En septiembre recogía el premio Glory to the filmaker a toda la carrera en Venecia y presentaba a fuera de concurso esta película partiendo de El romance de los Tres reinos, uno de los relatos clave de la literatura china y valiéndose de la inspiración en “el juego cromático y de texturas de pintura con tinta que da al film un estilo distinto” nos regala otro prodigio audiovisual dirigido con pulso y con sensibilidad. Todo el aparato técnico es apabullante como lo son una dirección artística, vestuario o peluquerías precisos, estilizados y preciosistas. (* declaraciones de Yimou recogidas del número de mayo de 2019 de la revista Fotogramas, que también anima a los amantes de Juego de tronos a ver la película).

Para contar esta historia, Yimou recurre al doble, casi un doppelganger, que en la cultura asiática también es importante, pero que se ha utilizado poco.

Sombra es para quien escribe estas líneas el regreso por la puerta grande de un cinesta perdido en el universo de los blockbusters y de lo hollywoodiense a los que se vendió con aquél esperpento que fue La gran muralla. Sombra es deudora del gran Yimou de Hero o La casa de las las dagas voladoras o incluso La maldición de la flor dorada, pero también de la humanidad y la sensibilidad con la que se nos contaba La linterna roja. Parece que es su apuesta más sobria para aunar una ambición narrativa potente junto a un barroco visual que suele ser exagerado pero precioso.

El blanco y negro de Sombra se une a las texturas sedísticas y se esparce, otorgando a la plasticidad la fuerza de un nuevo estilo. Y lo hace desde la conjunción de las formas con sus personajes, desde lo que se cuenta hacia lo que vemos, algo en lo que Yimou ha demostrado ser un maestro. Parece un universo de blancos y negros, con distintas tonalidades del gris. Un uso de los efectos especiales y digitales excelente y bien armado.

Sombra se nutre de un cine coreográfico que desborda acción por sus cuatro costados pero que desemboca en un cine con gran calado dramático .

De alguna manera se acerca al cine épico del gran Kurosawa en sus adaptaciones de Shakespeare. Los triángulos amorosos que se generan en la película tienen casi tanta fuerza como todo el delirio visual al que Yimou ya nos tiene acostumbrados.

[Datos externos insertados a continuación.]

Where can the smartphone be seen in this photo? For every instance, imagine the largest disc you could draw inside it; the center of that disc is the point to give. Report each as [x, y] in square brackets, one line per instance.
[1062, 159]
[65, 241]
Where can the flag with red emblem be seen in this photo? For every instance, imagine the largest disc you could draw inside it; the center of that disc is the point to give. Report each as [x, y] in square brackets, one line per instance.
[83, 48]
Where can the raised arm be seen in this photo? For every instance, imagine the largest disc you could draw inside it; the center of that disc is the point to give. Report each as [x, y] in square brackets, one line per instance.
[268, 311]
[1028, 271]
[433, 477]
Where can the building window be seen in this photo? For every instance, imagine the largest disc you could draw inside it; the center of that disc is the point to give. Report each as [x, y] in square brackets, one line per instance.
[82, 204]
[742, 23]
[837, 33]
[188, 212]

Festival de Venecia: Sección oficial (fuera de concurso)

Sinopsis: El condado de Pei (Peixian) está bajo la administración de un rey salvaje y peligroso (Zheng Kai). El comandante militar de su ejército (Deng Chao), aunque ha demostrado su valía en el campo de batalla, se ve forzado a emplear toda clase de sucias estratagemas para poder sobrevivir a las traiciones que se suceden en la corte del rey. Para ello ha creado una “sombra” (interpretada por el propio Chao), un doble que es capaz de engañar al mismísimo rey y a sus enemigos cuando la situación lo requiere. Cuando el rey y el comandante deciden asediar la ciudad amurallada de Jing, comenzará un combate sin igual que sacudirá los cimientos de la corte de Peixian.